Des éléments de la Special Supporting Unit sont constamment postés sur les routes menant aux artères de Canot. Une unité se tient à la jonction de Rivière-Noire Road (A3) et Avenue Victory (B105). Deux autres postes de contrôle ont été installés sur la route menant à Albion. Tout accès est scrupuleusement contrôlé, car seuls ceux résidant plus loin au village côtier peuvent emprunter cette route.

Chevin Bujnauth fait les cent pas sur le trottoir, attendant de retenir l’attention d’un passant. « Mes voisins s’occupent d’un nourrisson et n’ont plus de gaz ménager », déplore-t-il. Et d’ajouter : « Ils sont des expatriés. Donc, ils restent chez eux, sans oser se plaindre de leur problème. » En effet, des habitants de Canot peinent à s’approvisionner en vivres, surtout en cette période de fin de mois. « Des proches viennent près de l’arrêt d’autobus ici, de l’autre côté de la route principale », relate un policier, dont le rôle est de veiller à ce que nul n’entre en contact avec les habitants de Canot et que ces derniers n’abandonnent pas la zone rouge. « Les proches quittent des provisions dans des sacs. Nous les récupérons et les donnons aux habitants. Pa fasil ditou », ajoute-t-il.

« La boutique est presque vide »

Les ruelles de Canot sont quasi désertes. Quelques hommes discutent, chacun appuyé au portail de sa cour. Tous portent des masques sanitaires. Le père de Chevin Bujnauth tient une boutique dans les environs. Leurs produits s’épuisent petit à petit, indique le trentenaire. « Les livraisons se raréfient », déplore Chevin Bujnauth. Il poursuit : « La boutique est presque vide. Nous attendons une commande de produits congelés. On ne sait pas trop quand le camion viendra nous les livrer. » Pour les récupérer, raconte ce villageois, les vivres sont déposés « kot pie lafours ».
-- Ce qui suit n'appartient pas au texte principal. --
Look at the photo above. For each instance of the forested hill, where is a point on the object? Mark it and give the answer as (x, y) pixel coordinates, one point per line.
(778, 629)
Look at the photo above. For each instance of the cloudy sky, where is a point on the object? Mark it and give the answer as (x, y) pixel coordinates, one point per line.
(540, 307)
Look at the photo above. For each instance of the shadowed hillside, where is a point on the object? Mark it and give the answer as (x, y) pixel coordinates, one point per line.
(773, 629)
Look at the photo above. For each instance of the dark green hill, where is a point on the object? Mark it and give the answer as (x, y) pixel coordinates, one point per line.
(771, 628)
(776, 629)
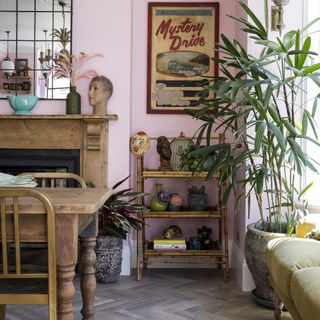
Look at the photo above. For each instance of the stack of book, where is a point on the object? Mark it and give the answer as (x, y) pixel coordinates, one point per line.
(169, 244)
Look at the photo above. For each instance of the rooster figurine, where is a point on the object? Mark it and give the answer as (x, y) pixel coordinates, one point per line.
(164, 150)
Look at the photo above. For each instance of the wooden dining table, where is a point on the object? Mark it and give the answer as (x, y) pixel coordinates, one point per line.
(76, 216)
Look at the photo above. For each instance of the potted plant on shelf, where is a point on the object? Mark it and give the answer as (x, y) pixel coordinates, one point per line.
(258, 100)
(117, 217)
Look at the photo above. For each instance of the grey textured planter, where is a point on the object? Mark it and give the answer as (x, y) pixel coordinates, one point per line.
(109, 258)
(255, 253)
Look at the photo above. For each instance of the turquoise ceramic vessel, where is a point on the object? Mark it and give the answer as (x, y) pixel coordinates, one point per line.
(160, 200)
(22, 104)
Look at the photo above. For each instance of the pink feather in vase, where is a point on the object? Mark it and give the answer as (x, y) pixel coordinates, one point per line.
(71, 67)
L’entraide rythme également le quotidien des habitants de Canot. Ainsi, si une famille vient à manquer de denrées, elle peut se tourner vers une autre en ces temps difficiles. La famille d’expatriés a tenté d’obtenir de l’aide auprès de leur relation, mais en vain. « Ils doivent retirer de l’argent pour pouvoir acheter du gaz ménager. Me pena transpor pou tir kas. J’ai essayé de demander aux policiers de les aider. J’ai contacté le poste de police d’Albion, mais les officiers sont eux aussi débordés en ce moment », confie Chevin Bujnauth.

En effet, d’autres cas positifs à la COVID-19 ont été détectés dans la région de l’ouest. L’exercice de Contact Tracing, initié à partir des patients de Canot, a révélé que cinq cas, identifiés durant le week-end, sortent de Petite-Rivière et Beaux-Songes. Sur la route principale, soit de l’entrée de Pointe-aux-Sables jusqu’à la jonction menant vers Coromandel, les mesures sanitaires ne sont que peu observées. À Richelieu, les habitants se baladent librement sans masque sanitaire pour la plupart, et surtout sans observer de distanciation sociale. Lundi, un exercice de Mass Testing a été tenu dans le centre de santé de Petite-Rivière, à quelques kilomètres. Les résultats sont attendus.